To establish Luna’s guilt the prosecution did not have to prove that Luna fired the fatal shots or even that he fired the shots that injured the other victim. Under the natural and probable consequences theory advanced by the State, the prosecutor only needed to establish that Luna committed one of the “target offenses,” and that murder or attempted murder was the natural and probable consequence of that offense. Under the natural and probable consequences theory, “an aider and abetter is guilty not only of the offense he or she intended to facilitate or encourage [ie., the target offense], but also any reasonably foreseeable offense committed by the person he or she aids and abets.” People v. Gonzales, 52 Cal.4th 254, 296, 128 Cal.Rptr.3d 417, 256 P.3d 543 (2011) (citing People v. Prettyman, 14 Cal.4th 248, 261, 58 Cal.Rptr.2d 827, 926 P.2d 1013 (1996)). The target offenses defined for the jury included assault with a firearm and negligent discharge of a firearm. Firing a gun at a group of people satisfies the target offenses of assault with a firearm and negligent discharge of a firearm, the natural and probable consequences of which are murder and attempted murder. Finally, the prosecution’s theory of liability was tied together by its gang expert, who testified that gang members usually are armed when they go out in a group and they defend each other. He testified that an argument of the kind that occurred in this case often escalates into a shooting where people are injured or killed. And that is exactly what happened.
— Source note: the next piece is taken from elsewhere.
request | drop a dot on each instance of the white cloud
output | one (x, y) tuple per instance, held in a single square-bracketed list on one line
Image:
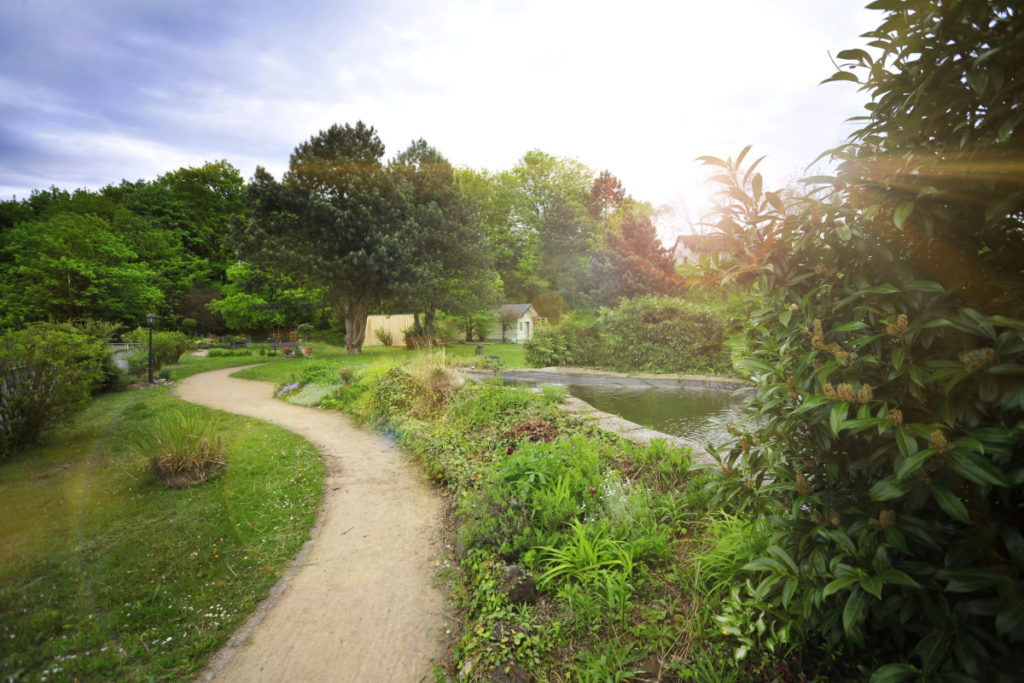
[(640, 88)]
The testimony of the gang expert, combined with the documentation of Alarcon’s pretrial identification of Luna and corroboration by Detective Lowe, the identification of Luna at trial by the surviving victim, the identification of Picado by the *944surviving victim as the one who shot him with the revolver, the ballistics evidence, and the discovery of the .380 semi-automatic handgun used at the scene at Luna’s feet, was strong evidence of guilt. All of the evidence was consistent with, and corroborated, Alarcon’s pretrial identifications, which, standing alone, were solid given his prior knowledge of both shooters. In light of the evidence, I have no doubt as to the harmlessness of the prosecutor’s testimony in this case. I agree with the California Court of Appeal that the effect of the prosecutor’s testimony, when taken in context, was “negligible.” I therefore concur that, even, assuming, without decid-, ing, a violation of clearly established law, the prosecutor’s conduct did not have a “substantial and injurious effect” on the jury’s verdict. Brecht v. Abrahamson, 507 U.S. 619, 637, 113 S.Ct. 1710, 123 L.Ed.2d 353 (1993).